So their channel strategy was fundamentally very unique and that's what blew this space up. That aspect fundamentally created new challenges, but the company was very open, aware, honest and transparent about its hallucinations and about its limitations, but it did make it available for the average consumer to use. So at a macro level, I think the company did its responsibility.

At a micro level though, it's up to the individual. And I think that breaks out into two aspects. If your function or job has forensics and due diligence associated with it, like a lawyer, you better damn well be responsible when you're using ChatGPT and do your research. So in that particular case, I actually do blame the lawyer. I'm like, it is your job to research and you did not research four court cases that you were spitting out, shame on you.

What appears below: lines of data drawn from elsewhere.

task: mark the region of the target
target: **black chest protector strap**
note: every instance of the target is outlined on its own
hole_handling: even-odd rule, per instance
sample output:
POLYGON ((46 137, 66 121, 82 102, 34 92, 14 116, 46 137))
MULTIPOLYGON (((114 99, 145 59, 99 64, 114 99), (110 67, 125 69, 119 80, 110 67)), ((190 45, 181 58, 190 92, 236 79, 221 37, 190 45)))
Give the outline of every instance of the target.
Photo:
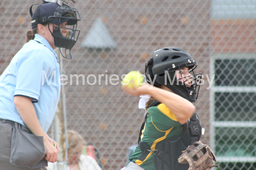
MULTIPOLYGON (((155 101, 151 106, 156 106, 159 104, 159 102, 155 101)), ((151 151, 146 142, 141 141, 142 131, 146 123, 147 115, 141 127, 138 140, 138 147, 143 154, 138 159, 143 161, 151 152, 154 155, 156 170, 187 170, 189 168, 188 164, 179 164, 177 159, 181 155, 182 151, 185 150, 189 145, 200 139, 202 128, 196 113, 195 113, 190 120, 183 125, 183 130, 180 135, 158 142, 154 151, 151 151)))

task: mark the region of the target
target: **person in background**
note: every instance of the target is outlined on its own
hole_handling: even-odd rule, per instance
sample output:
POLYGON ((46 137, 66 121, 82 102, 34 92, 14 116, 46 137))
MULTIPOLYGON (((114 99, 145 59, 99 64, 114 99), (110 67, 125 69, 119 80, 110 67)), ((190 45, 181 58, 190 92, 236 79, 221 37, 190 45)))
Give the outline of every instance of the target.
MULTIPOLYGON (((63 150, 66 144, 65 135, 61 139, 63 150)), ((69 170, 102 170, 96 160, 90 156, 82 154, 85 141, 77 131, 68 130, 68 169, 69 170)), ((65 154, 64 159, 65 159, 65 154)), ((48 170, 57 170, 56 163, 48 164, 48 170)))

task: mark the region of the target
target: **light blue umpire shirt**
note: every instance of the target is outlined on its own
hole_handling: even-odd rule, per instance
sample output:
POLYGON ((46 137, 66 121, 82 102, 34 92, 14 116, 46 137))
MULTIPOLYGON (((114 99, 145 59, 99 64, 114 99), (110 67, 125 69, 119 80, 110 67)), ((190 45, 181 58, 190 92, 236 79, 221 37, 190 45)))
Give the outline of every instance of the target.
POLYGON ((0 118, 23 125, 14 105, 15 96, 31 98, 40 124, 47 132, 60 93, 60 65, 49 42, 36 34, 12 59, 0 76, 0 118))

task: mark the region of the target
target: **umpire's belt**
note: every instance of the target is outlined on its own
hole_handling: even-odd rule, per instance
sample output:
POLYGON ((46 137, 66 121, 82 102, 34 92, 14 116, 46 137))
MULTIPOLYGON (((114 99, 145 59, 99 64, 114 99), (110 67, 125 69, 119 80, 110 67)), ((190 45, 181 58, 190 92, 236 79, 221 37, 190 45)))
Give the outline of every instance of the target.
POLYGON ((0 121, 2 122, 3 123, 8 123, 8 124, 12 124, 13 125, 14 125, 14 122, 13 121, 9 120, 0 118, 0 121))

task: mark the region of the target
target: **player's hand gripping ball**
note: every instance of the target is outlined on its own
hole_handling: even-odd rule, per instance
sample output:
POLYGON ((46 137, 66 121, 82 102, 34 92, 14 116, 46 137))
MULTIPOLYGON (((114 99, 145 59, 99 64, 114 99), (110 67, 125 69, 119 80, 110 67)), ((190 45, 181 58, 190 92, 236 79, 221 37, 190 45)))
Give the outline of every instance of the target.
POLYGON ((124 77, 122 86, 127 86, 129 88, 134 89, 139 87, 144 83, 144 77, 139 71, 131 71, 124 77))

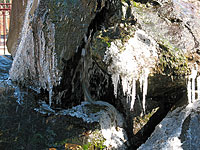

So I think at an individual level, if you're going to use something like ChatGPT or any of the software out there, you still have to apply the common sense and the critical thinking and your experience and ask the questions to make sure that what you're seeing in the output that you're reading aligns. But folks just aren't thinking like that these days. And I think the part that I'm most worried about is intellectual atrophy.

We have a lot of devices and apps and tools available to us that has decreased the mental workload. And I talked to some individuals, and I can just tell that intellectual atrophy is kicking in. We're depending too much on the apps to do things. So at a macro level, it is up to the company to describe what it can and can't do. Then there's at the local level, which is as an individual, if my role and function has an element of forensics into it, don't skip it, apply it. Don't take it for granted.

Dan Blumberg: I want to get away from the hard numbers here and talk about EQ for a second because you've shared with us how important it is to not only unearth great insights using data, but you said you're a translator and it's important to translate those insights in a way that actually affects change, doesn't just scare people. I wonder if you could share more on that.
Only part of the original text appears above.